Erythropoietin (EPO), a hormone that boosts red blood cell counts and therefore increases blood oxygen levels, also boosts endurance. It is currently available as an injectable hormone, and although WADA has a test that detects EPO administered in this form, EPO delivered via gene therapy could go unnoticed. England-based pharmaceutical company Oxford BioMedica is currently developing such a therapy: Called Repoxygen, it delivers the EPO gene into DNA, where it becomes activated whenever the body detects low blood oxygen levels. In 2006 German track coach Thomas Springstein, on trial for trying to supply underage female athletes steroids, was also found to have attempted to buy Repoxygen for his athletes even though it was still in development.

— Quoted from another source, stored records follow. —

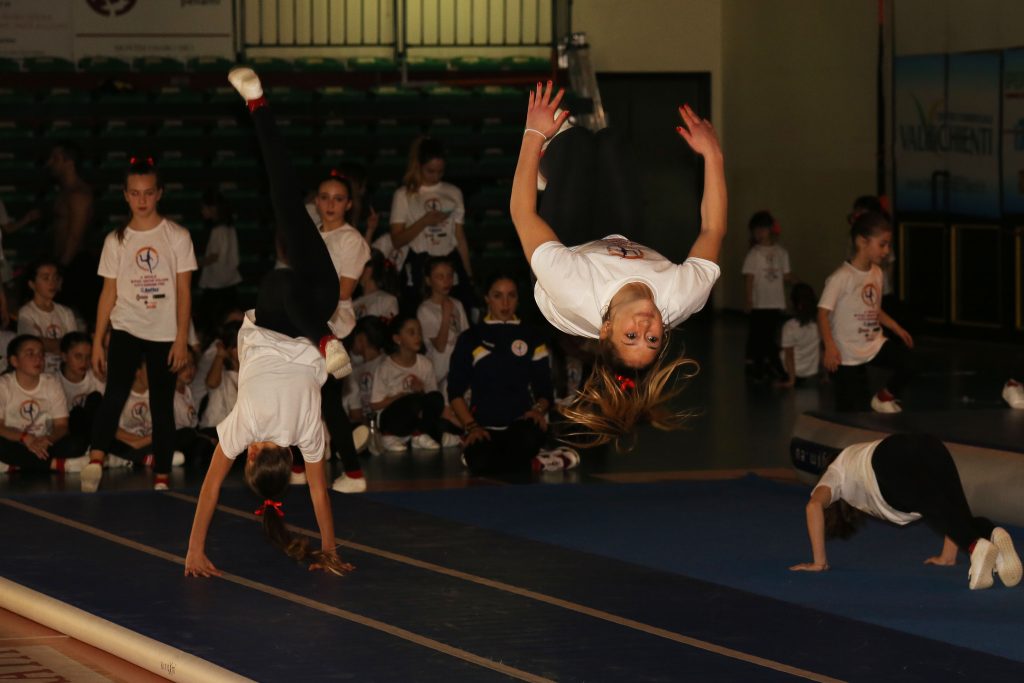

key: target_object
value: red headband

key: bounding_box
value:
[256,498,285,517]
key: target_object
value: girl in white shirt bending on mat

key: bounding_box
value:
[185,68,352,577]
[510,81,726,444]
[82,159,197,492]
[790,434,1021,591]
[818,211,914,413]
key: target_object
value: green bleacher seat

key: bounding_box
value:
[185,57,237,73]
[156,86,203,104]
[347,57,398,72]
[295,57,345,73]
[131,56,185,74]
[22,57,75,73]
[502,55,551,72]
[406,57,447,72]
[78,55,131,74]
[452,56,501,71]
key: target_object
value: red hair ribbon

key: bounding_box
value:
[256,498,285,517]
[615,375,637,393]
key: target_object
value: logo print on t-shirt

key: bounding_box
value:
[860,283,879,308]
[135,247,160,272]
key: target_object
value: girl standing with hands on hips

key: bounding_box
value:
[82,158,197,492]
[510,81,726,445]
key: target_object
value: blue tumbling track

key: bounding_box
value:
[0,481,1024,681]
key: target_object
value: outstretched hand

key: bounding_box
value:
[676,104,722,157]
[526,81,569,140]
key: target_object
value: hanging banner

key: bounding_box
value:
[0,0,73,59]
[939,52,1002,218]
[1002,50,1024,214]
[893,54,947,212]
[73,0,234,59]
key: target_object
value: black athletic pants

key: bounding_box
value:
[463,420,547,475]
[871,434,994,552]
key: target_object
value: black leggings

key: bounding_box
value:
[0,433,89,472]
[252,106,338,346]
[871,434,994,551]
[464,420,545,474]
[836,338,916,413]
[91,330,176,474]
[539,126,642,246]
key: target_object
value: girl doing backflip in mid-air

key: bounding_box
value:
[185,68,352,577]
[510,81,726,445]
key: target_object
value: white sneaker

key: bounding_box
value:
[413,434,441,451]
[352,425,370,453]
[227,67,263,102]
[1002,380,1024,411]
[381,434,409,453]
[991,526,1022,588]
[871,392,903,414]
[82,463,103,494]
[331,472,367,494]
[967,539,999,591]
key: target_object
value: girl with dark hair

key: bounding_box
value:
[390,137,473,310]
[82,159,197,492]
[790,434,1021,591]
[184,68,352,577]
[818,211,913,413]
[510,81,726,444]
[776,283,821,389]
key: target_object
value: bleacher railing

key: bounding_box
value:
[236,0,570,58]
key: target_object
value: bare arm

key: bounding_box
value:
[185,443,234,577]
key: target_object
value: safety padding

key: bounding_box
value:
[790,410,1024,526]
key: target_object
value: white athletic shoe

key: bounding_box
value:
[1002,380,1024,411]
[871,391,903,414]
[967,539,999,591]
[331,472,367,494]
[991,526,1022,588]
[82,463,103,494]
[352,425,370,453]
[103,455,132,469]
[381,434,409,453]
[413,434,441,451]
[227,67,263,102]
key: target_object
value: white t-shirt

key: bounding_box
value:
[352,290,398,319]
[56,369,106,411]
[0,373,68,436]
[384,182,466,256]
[779,317,821,377]
[818,262,886,366]
[811,439,921,524]
[174,386,199,429]
[416,299,469,386]
[341,353,387,415]
[202,370,239,427]
[528,234,721,339]
[370,353,437,403]
[217,310,327,463]
[118,389,153,436]
[17,301,80,374]
[743,245,790,310]
[99,218,196,341]
[199,225,242,290]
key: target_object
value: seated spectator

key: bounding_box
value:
[17,259,80,375]
[449,275,580,474]
[0,335,89,472]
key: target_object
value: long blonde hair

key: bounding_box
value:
[559,335,700,451]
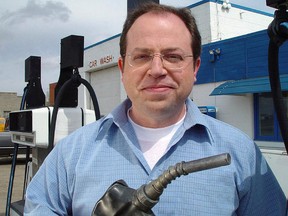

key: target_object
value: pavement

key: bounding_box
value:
[0,155,25,216]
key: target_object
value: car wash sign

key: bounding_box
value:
[89,54,114,69]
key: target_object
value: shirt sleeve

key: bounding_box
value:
[237,145,287,216]
[24,140,71,216]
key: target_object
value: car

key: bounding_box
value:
[0,131,31,157]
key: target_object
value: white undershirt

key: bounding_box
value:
[127,110,186,169]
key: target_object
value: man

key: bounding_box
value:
[25,4,286,216]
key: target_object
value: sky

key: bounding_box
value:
[0,0,275,96]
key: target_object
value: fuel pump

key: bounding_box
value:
[6,35,100,216]
[266,0,288,153]
[92,153,231,216]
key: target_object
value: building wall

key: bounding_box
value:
[0,92,22,118]
[79,0,272,118]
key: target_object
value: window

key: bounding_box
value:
[254,92,288,142]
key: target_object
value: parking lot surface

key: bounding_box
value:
[0,157,25,216]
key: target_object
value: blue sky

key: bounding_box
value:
[0,0,274,95]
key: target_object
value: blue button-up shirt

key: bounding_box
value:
[25,99,286,216]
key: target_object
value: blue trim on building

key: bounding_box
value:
[84,34,121,50]
[187,0,273,17]
[196,30,288,84]
[84,0,273,50]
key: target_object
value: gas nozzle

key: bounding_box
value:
[92,153,231,216]
[133,153,231,212]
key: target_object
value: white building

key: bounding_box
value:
[79,0,288,196]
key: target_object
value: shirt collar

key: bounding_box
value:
[103,98,215,144]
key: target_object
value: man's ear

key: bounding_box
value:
[118,57,124,75]
[194,57,201,82]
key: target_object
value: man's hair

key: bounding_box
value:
[120,2,201,61]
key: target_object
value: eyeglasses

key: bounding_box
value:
[126,52,193,70]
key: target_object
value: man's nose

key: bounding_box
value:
[149,54,167,78]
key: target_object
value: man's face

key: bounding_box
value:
[118,13,200,126]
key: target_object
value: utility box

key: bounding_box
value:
[198,106,217,118]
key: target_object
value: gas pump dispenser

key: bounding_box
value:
[266,0,288,153]
[6,35,100,216]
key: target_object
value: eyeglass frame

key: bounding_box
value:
[123,52,194,70]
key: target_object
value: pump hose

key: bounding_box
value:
[132,153,231,212]
[268,40,288,153]
[48,68,100,152]
[5,83,30,216]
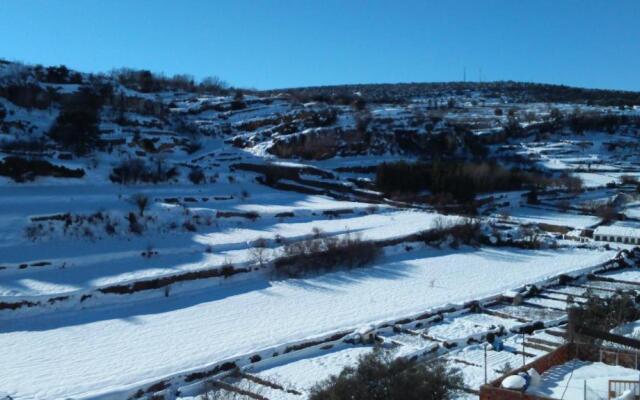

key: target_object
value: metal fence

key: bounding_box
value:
[608,380,640,400]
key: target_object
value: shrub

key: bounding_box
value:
[568,292,640,341]
[188,167,205,185]
[49,88,102,155]
[275,234,381,276]
[127,213,144,235]
[0,157,84,182]
[109,158,178,185]
[309,350,463,400]
[130,193,149,217]
[421,217,483,247]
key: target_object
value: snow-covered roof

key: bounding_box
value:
[593,224,640,237]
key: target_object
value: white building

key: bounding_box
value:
[593,223,640,245]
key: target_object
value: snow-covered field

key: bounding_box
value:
[0,62,640,400]
[0,248,614,399]
[528,360,638,400]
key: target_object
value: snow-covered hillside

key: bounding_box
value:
[0,62,640,400]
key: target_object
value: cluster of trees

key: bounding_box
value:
[49,86,111,155]
[273,81,640,106]
[0,156,84,182]
[275,230,381,276]
[568,291,640,341]
[33,65,82,84]
[376,160,580,204]
[111,68,230,95]
[309,350,464,400]
[0,82,60,110]
[109,158,178,185]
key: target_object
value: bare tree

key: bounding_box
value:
[131,193,149,217]
[249,238,269,268]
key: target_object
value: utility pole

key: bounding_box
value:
[522,331,526,367]
[484,343,488,385]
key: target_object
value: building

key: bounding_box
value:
[593,223,640,245]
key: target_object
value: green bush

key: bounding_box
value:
[309,351,463,400]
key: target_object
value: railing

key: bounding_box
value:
[609,379,640,400]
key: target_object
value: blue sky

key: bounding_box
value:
[0,0,640,90]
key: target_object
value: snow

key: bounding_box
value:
[527,360,639,400]
[0,248,614,399]
[250,346,373,400]
[593,222,640,238]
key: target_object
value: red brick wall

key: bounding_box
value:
[480,343,576,400]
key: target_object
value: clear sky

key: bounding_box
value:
[0,0,640,90]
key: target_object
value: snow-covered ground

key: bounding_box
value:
[0,248,614,399]
[527,360,638,400]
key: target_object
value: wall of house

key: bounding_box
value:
[480,343,576,400]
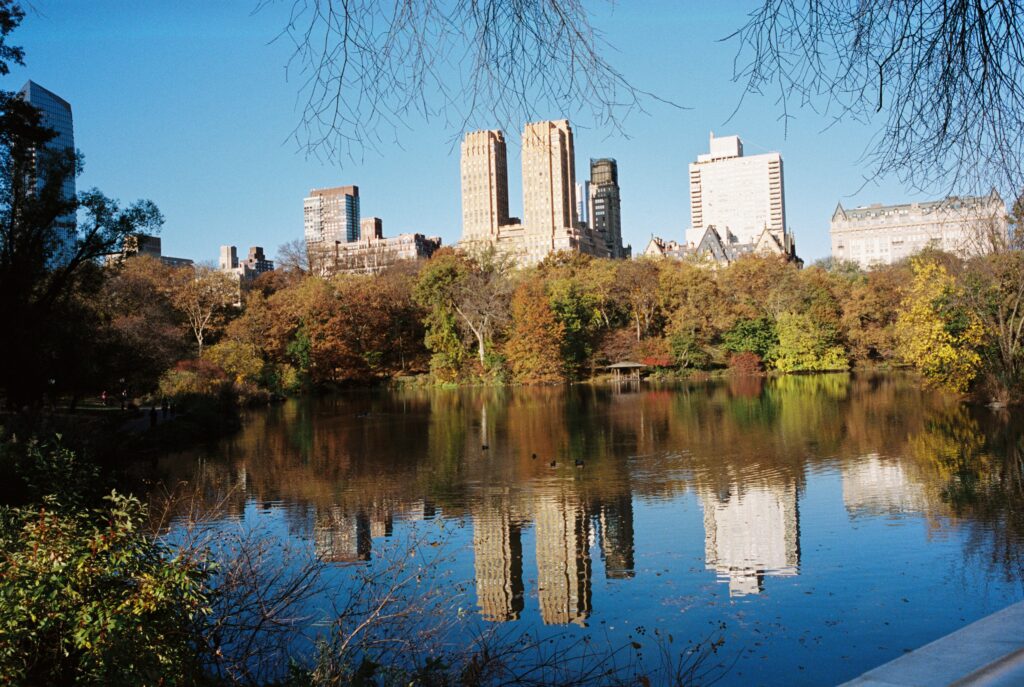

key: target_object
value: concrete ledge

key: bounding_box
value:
[843,601,1024,687]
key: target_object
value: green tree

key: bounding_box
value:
[722,317,778,360]
[774,312,850,372]
[548,276,601,379]
[414,248,512,372]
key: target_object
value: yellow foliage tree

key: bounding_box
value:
[896,259,984,393]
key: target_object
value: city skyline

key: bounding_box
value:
[9,3,966,262]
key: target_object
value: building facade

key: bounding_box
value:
[18,81,78,265]
[460,130,512,241]
[643,226,804,266]
[588,158,629,259]
[105,233,195,267]
[829,189,1009,268]
[302,186,359,251]
[687,133,785,244]
[217,246,273,282]
[460,120,621,265]
[321,233,441,274]
[359,217,384,244]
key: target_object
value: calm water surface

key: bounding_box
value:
[149,375,1024,685]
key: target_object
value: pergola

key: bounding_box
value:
[607,360,647,382]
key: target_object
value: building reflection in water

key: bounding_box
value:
[473,498,523,622]
[597,493,636,579]
[313,506,372,563]
[843,454,928,517]
[534,489,591,626]
[700,483,800,596]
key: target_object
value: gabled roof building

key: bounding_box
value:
[829,189,1009,268]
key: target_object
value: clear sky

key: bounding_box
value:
[9,0,937,263]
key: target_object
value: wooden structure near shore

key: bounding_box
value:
[607,360,647,383]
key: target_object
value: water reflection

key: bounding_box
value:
[149,375,1024,625]
[700,484,800,596]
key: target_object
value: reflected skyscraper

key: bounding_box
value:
[843,454,927,515]
[473,498,523,622]
[313,506,373,563]
[597,492,636,579]
[535,491,591,625]
[700,483,800,596]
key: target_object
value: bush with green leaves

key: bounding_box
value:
[0,491,210,685]
[722,317,778,361]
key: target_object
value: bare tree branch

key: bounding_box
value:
[728,0,1024,198]
[259,0,678,162]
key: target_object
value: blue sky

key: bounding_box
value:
[4,0,922,262]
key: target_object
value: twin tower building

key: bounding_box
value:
[460,120,632,265]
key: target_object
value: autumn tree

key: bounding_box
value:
[896,258,984,393]
[94,255,188,389]
[171,265,240,356]
[840,264,911,364]
[614,260,658,341]
[959,251,1024,403]
[0,0,163,409]
[658,262,732,369]
[505,282,565,383]
[415,249,512,371]
[774,312,850,372]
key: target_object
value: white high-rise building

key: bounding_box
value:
[687,133,785,245]
[829,189,1009,268]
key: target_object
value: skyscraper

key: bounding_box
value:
[522,120,577,236]
[302,186,359,252]
[590,158,625,258]
[577,180,590,225]
[687,133,785,244]
[461,120,622,265]
[461,130,510,241]
[18,81,77,264]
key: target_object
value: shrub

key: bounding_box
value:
[0,492,209,685]
[722,317,778,360]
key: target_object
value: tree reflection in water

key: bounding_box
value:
[148,374,1024,625]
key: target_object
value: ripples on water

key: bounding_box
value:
[148,375,1024,684]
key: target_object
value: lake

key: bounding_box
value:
[148,374,1024,685]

The U.S. Food and Drug Administration has yet to approve any gene therapies, but athletes do not seem to care. "No matter what I say to them about [gene therapy] being dangerous and experimental," Sweeney explains, "it doesn't slow them down—they just keep pushing, saying, 'I want to be the guinea pig, I want to the first person you try this on.' I kindly just say, 'look, it's not possible, I can't do it.'"
The question remains as to how, exactly, WADA will be able to detect gene doping in athletes who get their hands on such therapies. The agency is funding a project to develop ways of detecting molecules that interact with myostatin, based on the fear that myostatin inhibitors could soon become a popular doping choice. In addition, the agency is looking into developing a kit that could detect traces of gene transfer vehicles called plasmids in blood, which would help them catch gene dopers who use plasmid-based approaches.
But because some therapies would not make it into the bloodstream at all—they could be injected directly into the muscles, for example—these tests would, in some cases, be fruitless. "I personally think I can prove to [WADA], if they really want the challenge, that I can dope dogs and they will never figure out which dogs were doped unless they take tissue biopsies," Sweeney says.
It may, however, be possible to detect gene doping in other ways. Theodore Friedmann, a gene therapy specialist at the University of California, San Diego, and chairman of WADA's gene-doping panel, believes it will one day be possible to detect gene doping by looking for its more overarching impacts on the body and particular tissues. WADA is currently developing what it calls a "passport" program to build long-term blood and urine profiles of elite athletes based on the idea that if athletes are totally clean, their blood will look pretty much the same over time. If they are not, various parameters in their blood will be affected by the doping, thereby fluctuating—and thus be detectable—over time.